UFT/LV was the most common type of adjuvant chemotherapy administered in our subjects, particularly in the older patients. In addition, 15% of older patients received S-1. In contrast, other countries have reported CAPE to be the most popular oral 5-FU prodrug [41, 42]. In Japan, however, oral 5-FU derivatives are preferred because of their convenience, leading to the development of several oral 5-FU derivatives with different properties, such as UFT/LV and S-1. UFT/LV is commonly used for stage III colon cancer patients in Japan because its non-inferiority to intravenous 5-FU/LV has been confirmed by RCTs [11, 43]. Another trial determined that S-1 for stage III colon cancer is non-inferior to UFT/LV [12]. However, it remains unclear as to which oral 5-FU is the most effective, especially in older patients [13].

These findings should be interpreted with consideration to several limitations. Firstly, we could not investigate the severity of lymph node metastasis—which is an important prognostic factor for stage III colon cancer—as this information was not included in the study data. Secondly, this study did not include any patients with stage T4b cancer (involving the direct invasion of adjacent organs), which is also an important negative prognostic factor. The lack of such patients could result in selection bias. Thirdly, we could not investigate the cause of death, presence or absence of recurrence, adverse events of adjuvant chemotherapy, or the quality of surgery due to data limitations. Furthermore, the data lacked detailed clinical information (such as lymph node metastasis or the reasons for each patient’s treatment plan), which is an intrinsic limitation of using cancer registry data. As a result, there may still be unmeasured confounding factors in the analysis. Next, the sample size of this study may still be relatively small despite being conducted in a real-world setting in one of Japan’s largest prefectures. This may also contribute to selection bias. The inclusion of other types of registry data may enable further investigations into these limitations. Finally, we were unable to examine if the effects of adjuvant chemotherapy were attributable to single-agent chemotherapy or double-agent chemotherapy because the study’s primary objective was to determine whether adjuvant chemotherapy was associated with improved survival irrespective of regimen type. Further studies are needed to identify the optimal regimen for stage III colon cancer patients in the real-world setting.
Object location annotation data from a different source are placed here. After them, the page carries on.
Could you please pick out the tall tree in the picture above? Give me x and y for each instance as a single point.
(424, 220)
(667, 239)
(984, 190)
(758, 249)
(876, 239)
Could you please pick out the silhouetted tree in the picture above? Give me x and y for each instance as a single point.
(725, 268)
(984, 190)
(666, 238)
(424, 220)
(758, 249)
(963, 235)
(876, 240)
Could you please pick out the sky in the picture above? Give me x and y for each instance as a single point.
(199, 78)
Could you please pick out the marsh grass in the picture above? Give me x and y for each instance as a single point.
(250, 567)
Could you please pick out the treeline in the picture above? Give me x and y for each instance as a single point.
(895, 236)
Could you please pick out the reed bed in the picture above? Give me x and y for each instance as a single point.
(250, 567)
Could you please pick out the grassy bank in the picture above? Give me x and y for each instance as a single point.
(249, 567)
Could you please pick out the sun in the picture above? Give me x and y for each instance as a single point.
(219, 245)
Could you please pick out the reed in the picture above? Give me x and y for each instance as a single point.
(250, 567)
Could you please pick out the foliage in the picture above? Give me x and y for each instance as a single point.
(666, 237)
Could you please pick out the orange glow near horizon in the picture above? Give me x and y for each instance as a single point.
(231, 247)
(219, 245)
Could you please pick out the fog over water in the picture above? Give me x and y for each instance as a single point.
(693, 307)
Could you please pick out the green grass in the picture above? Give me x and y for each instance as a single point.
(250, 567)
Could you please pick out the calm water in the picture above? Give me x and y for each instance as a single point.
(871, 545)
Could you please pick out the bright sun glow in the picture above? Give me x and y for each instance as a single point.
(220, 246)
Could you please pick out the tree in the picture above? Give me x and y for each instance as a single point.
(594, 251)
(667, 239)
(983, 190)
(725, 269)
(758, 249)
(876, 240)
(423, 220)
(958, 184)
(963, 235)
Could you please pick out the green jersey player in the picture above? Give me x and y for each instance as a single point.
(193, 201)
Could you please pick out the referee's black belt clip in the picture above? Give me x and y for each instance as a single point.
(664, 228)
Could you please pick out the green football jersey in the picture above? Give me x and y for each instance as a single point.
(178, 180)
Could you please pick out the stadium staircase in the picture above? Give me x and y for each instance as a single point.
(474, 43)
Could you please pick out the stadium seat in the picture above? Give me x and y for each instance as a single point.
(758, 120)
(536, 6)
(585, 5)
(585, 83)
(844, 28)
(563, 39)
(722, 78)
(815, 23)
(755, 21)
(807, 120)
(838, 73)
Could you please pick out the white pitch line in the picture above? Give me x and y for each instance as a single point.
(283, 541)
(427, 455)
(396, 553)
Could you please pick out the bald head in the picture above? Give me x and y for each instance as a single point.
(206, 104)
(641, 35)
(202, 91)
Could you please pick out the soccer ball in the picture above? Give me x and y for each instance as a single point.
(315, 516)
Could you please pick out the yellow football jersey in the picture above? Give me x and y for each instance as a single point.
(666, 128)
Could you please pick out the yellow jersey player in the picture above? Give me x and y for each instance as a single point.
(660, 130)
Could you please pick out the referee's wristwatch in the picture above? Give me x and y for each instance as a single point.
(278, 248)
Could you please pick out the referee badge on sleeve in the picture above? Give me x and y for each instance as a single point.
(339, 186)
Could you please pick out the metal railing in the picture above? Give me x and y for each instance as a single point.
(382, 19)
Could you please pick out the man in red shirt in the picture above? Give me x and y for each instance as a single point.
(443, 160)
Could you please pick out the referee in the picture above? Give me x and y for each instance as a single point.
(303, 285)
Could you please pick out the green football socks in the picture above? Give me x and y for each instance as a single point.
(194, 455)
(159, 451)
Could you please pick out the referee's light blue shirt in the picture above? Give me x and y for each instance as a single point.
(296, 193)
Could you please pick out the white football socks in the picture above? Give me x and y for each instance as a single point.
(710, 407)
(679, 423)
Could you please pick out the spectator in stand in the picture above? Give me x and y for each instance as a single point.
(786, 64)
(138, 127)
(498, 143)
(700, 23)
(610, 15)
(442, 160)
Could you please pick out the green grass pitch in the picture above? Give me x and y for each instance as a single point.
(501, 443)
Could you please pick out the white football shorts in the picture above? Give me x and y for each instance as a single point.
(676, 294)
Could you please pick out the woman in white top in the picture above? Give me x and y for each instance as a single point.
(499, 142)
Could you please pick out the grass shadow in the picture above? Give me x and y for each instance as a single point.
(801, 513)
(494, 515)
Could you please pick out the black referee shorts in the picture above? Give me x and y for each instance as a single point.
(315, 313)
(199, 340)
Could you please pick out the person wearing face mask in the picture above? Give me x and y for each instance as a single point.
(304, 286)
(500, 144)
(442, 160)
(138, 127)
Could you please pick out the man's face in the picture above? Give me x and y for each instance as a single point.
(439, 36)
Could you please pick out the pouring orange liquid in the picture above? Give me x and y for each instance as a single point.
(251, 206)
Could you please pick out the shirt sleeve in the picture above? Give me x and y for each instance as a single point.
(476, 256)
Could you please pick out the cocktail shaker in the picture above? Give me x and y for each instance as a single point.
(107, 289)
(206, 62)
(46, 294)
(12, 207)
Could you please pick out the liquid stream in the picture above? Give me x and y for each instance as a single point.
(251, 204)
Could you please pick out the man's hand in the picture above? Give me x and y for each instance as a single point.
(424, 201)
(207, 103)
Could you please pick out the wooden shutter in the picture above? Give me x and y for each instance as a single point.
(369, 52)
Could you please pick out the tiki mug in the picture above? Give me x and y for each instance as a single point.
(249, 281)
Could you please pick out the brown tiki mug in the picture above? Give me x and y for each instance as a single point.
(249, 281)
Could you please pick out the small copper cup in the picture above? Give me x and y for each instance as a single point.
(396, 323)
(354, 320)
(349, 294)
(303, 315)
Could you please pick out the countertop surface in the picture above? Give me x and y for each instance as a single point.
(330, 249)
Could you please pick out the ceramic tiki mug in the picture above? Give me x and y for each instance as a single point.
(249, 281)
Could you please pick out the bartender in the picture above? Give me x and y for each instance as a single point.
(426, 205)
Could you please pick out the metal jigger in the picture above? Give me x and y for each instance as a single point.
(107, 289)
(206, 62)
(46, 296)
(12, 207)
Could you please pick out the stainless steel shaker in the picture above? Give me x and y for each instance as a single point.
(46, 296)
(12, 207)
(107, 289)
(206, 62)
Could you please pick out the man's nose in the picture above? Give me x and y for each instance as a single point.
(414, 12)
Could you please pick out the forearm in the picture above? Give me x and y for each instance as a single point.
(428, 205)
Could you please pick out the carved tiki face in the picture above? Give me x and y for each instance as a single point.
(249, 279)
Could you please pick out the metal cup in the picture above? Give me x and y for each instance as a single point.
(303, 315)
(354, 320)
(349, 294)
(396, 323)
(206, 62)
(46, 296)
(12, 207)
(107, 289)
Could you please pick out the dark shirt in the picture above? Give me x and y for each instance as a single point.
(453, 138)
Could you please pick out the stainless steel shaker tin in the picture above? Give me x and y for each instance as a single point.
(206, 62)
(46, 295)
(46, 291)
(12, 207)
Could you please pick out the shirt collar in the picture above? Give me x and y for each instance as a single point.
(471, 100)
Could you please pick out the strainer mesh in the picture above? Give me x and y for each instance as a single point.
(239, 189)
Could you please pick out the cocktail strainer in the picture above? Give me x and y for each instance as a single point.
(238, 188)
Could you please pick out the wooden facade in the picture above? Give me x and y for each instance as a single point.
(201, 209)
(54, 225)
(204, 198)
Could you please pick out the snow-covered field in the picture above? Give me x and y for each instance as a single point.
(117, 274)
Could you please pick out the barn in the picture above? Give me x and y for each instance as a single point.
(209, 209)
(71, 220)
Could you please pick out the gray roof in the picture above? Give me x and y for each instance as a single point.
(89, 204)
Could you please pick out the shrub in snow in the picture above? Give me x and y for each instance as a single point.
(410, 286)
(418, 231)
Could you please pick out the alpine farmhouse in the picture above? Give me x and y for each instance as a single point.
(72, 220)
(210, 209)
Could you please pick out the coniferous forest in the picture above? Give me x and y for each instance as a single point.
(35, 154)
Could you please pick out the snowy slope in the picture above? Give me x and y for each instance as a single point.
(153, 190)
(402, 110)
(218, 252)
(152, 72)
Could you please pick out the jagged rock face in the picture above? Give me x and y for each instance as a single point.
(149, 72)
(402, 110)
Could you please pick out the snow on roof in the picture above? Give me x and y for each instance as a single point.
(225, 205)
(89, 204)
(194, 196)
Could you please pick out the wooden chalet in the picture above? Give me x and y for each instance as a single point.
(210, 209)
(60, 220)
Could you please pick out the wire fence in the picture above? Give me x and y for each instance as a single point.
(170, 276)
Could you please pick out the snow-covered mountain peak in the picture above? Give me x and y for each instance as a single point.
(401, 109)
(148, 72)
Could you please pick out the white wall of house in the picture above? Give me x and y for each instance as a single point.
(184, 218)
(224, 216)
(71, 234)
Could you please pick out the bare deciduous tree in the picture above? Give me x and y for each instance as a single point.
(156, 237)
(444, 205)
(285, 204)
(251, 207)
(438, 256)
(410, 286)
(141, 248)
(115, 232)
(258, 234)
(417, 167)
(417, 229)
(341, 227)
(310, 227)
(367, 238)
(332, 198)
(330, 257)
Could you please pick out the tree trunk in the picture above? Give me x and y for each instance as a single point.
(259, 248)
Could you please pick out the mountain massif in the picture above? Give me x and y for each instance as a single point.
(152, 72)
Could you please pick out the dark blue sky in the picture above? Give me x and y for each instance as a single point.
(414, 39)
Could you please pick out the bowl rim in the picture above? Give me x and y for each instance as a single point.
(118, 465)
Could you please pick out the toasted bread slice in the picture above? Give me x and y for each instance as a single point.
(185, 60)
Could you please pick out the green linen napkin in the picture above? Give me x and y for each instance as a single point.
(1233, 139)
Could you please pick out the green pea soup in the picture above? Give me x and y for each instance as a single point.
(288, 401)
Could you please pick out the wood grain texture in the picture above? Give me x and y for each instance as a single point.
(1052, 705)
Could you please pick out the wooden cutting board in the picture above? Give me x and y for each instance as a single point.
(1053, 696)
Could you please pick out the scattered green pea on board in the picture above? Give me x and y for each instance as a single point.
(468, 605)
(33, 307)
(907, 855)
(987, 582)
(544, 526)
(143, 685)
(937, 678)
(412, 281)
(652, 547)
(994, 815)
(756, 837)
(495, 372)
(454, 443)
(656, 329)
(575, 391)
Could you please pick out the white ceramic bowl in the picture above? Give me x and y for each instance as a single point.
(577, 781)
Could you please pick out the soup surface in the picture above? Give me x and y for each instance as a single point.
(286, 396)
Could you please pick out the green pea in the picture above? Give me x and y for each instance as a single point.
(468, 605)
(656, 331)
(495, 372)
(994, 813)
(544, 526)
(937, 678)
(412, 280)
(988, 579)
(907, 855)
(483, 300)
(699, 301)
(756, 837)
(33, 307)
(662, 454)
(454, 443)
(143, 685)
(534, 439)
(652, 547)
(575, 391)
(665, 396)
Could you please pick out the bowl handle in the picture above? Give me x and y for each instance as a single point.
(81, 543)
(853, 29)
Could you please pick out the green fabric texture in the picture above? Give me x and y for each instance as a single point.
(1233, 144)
This study is, to the best of our knowledge, the first Japanese real-world cohort study that uses a combination of cancer registry data and administrative data to examine the survival benefit of adjuvant chemotherapy in stage III colon cancer patients. In clinical practice, clinicians often struggle with treatment strategies for subpopulations that are generally not included in RCTs, such as older patients. The real-world setting of this study is useful for the resolution of this issue. Additionally, the combination of two different datasets helped to overcome the limitations of each data source. Because the Japanese treatment strategies for stage III colon cancer patients have demonstrated effectiveness in several RCTs, [11,12,13, 18, 43] our findings are potentially generalizable to hospitals that employ these strategies.

Conclusions

Adjuvant chemotherapy did not demonstrate any significant effects on survival benefit in older patients with stage III colon cancer under current utilization practices. These real-world findings may have applications in informing the treatment strategies of older patients, who are frequently not included in the population of RCTs.